L'immigration reste à l'Intérieur, au moins jusqu'aux législatives

Le ministère de l’Intérieur garde pour l’instant la haute main sur la politique de l’immigration, une réforme emblématique du mandat de Nicolas Sarkozy dénoncée en son temps par les socialistes et les ONG de défense des étrangers qui espèrent un changement après les législatives en juin.

«L’immigration reste à l’Intérieur», a indiqué à l’AFP l’entourage du nouveau ministre Manuel Valls, adepte d’une gauche moderne et décomplexée, d’origine catalane et naturalisé français à 20 ans. Lorsque la politique de l’immigration est entrée complètement Place Beauvau à la suite d’un remaniement du gouvernement de François Fillon en novembre 2009, le PS s’en était indigné. Au même titre que les associations. En rattachant l’Immigration à l’Intérieur, le gouvernement «fait un lien entre immigration et insécurité», avait alors dénoncé auprès de l’AFP la députée Sandrine Mazetier, spécialiste de la question qui n’a pas souhaité réagir jeudi.

Les associations regrettent cette décision

«On aurait pu imaginer une rupture avec cette réforme symbolique de Nicolas Sarkozy mais ce n’est pas le cas», remarquait jeudi Stéphane Maugendre, président du Groupe d’information et de soutien des travailleurs immigrés (Gisti). «On constate que la conception policière (de l’immigration) reste imprimée dans ce choix» de François Hollande, ajoutait-il. «Le compte n’y est pas», a regretté France Terre d’Asile (FTA) qui a salué la victoire du socialiste le 6 mai. Son président, Pierre Henry, se dit désormais «dans une position d’attente jusqu’aux élections législatives». «Pas d’impatience, attendons les législatives», a insisté M. Henry, estimant qu’«une rupture symbolique doit s’opérer» avec la conception de Nicolas Sarkozy car «les questions de l’asile et de l’intégration ne peuvent pas relever de la logique de sécurité». Autre association de défense des étrangers, la Cimade avait appelé juste après la victoire de M. Hollande à une rupture avec «l’approche sécuritaire» de son prédécesseur. Le «premier signe» en serait, selon elle, «de sortir la question de l’immigration de l’Intérieur».
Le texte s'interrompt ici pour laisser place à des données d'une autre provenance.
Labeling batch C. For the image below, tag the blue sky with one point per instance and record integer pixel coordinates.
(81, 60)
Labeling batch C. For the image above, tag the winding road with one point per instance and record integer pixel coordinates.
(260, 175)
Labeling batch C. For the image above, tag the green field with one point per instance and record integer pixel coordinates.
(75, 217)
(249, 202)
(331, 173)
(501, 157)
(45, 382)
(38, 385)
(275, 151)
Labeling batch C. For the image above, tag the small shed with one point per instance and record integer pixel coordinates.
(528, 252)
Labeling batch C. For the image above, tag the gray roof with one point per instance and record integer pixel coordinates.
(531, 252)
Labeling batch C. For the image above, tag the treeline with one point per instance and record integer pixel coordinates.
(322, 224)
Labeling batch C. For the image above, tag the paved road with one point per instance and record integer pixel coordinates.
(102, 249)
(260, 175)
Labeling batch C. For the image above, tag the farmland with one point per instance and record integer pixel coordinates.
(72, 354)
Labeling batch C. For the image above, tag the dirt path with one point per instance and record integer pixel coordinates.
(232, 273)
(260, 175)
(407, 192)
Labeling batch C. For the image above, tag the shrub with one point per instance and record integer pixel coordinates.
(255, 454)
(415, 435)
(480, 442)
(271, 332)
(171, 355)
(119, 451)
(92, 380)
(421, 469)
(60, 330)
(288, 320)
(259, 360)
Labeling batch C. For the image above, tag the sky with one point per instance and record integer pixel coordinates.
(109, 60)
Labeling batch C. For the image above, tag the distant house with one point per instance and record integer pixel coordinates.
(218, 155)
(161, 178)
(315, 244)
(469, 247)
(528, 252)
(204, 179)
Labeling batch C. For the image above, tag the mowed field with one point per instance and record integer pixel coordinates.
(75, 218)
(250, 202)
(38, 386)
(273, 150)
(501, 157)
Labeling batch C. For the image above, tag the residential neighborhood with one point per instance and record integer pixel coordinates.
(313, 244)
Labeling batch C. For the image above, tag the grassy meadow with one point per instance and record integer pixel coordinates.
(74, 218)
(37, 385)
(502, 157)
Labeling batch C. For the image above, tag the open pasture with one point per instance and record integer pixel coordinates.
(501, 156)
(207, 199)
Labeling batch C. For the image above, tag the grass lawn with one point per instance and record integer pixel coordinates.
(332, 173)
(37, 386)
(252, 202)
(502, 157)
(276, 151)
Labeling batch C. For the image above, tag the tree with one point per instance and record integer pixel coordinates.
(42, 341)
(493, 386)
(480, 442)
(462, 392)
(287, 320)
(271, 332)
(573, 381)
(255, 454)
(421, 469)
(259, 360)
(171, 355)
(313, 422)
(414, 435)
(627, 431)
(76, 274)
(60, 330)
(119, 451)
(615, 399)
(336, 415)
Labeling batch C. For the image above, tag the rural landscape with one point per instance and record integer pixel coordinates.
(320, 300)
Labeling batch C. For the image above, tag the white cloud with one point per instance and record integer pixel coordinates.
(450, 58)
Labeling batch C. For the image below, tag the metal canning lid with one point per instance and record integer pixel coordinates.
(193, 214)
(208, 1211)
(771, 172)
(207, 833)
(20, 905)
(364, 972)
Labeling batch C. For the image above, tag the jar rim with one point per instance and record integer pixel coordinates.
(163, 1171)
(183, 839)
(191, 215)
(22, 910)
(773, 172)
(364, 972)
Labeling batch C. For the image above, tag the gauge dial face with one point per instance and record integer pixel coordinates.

«La gauche doit être très claire»

Au début de son quinquennat, Nicolas Sarkozy avait instauré un «ministère de l’Immigration, de l’Intégration, de l’Identité nationale et du Développement solidaire» qui avait été fortement critiqué à cause de l’association «immigration» et «identité nationale». Jusqu’à cette date, la politique de l’immigration relevait de plusieurs ministères: Affaires étrangères, Emploi et Affaires sociales et Intérieur. Le maintien de l’immigration dans le giron de Beauvau «ne doit pas être détaché de la nomination de Manuel Valls», incarnation de la droite du PS, a analysé M. Maugendre. Portée au coeur de la campagne électorale par Nicolas Sarkozy qui a tenté de séduire les électeurs de l’extrême droite, l’immigration a révélé un malaise au sein du PS, partagé entre ceux qui souhaitent «plus de fermeté» et ceux qui «veulent plus d’humanité» vis-à-vis des étrangers. Son candidat, accusé de «flou», a fini par dévoiler une doctrine démentant le laxisme dont il était soupçonné par la droite. Il s’est prononcé pour le «contrôle des flux» et contre les «régularisations massives», promettant que les étrangers non régularisés «ont vocation à être reconduits» dans leur pays d’origine. Cette position a été exprimée sans ambiguïté par Manuel Valls quand, il y a un an, son prédécesseur a expulsé des centaines de Tunisiens arrivés en France après la chute du dictateur Ben Ali. «Les migrants qui sont en situation irrégulière n’ont pas vocation à rester sur le sol français. Je pense que la gauche doit être très claire sur cette question», avait approuvé M. Valls.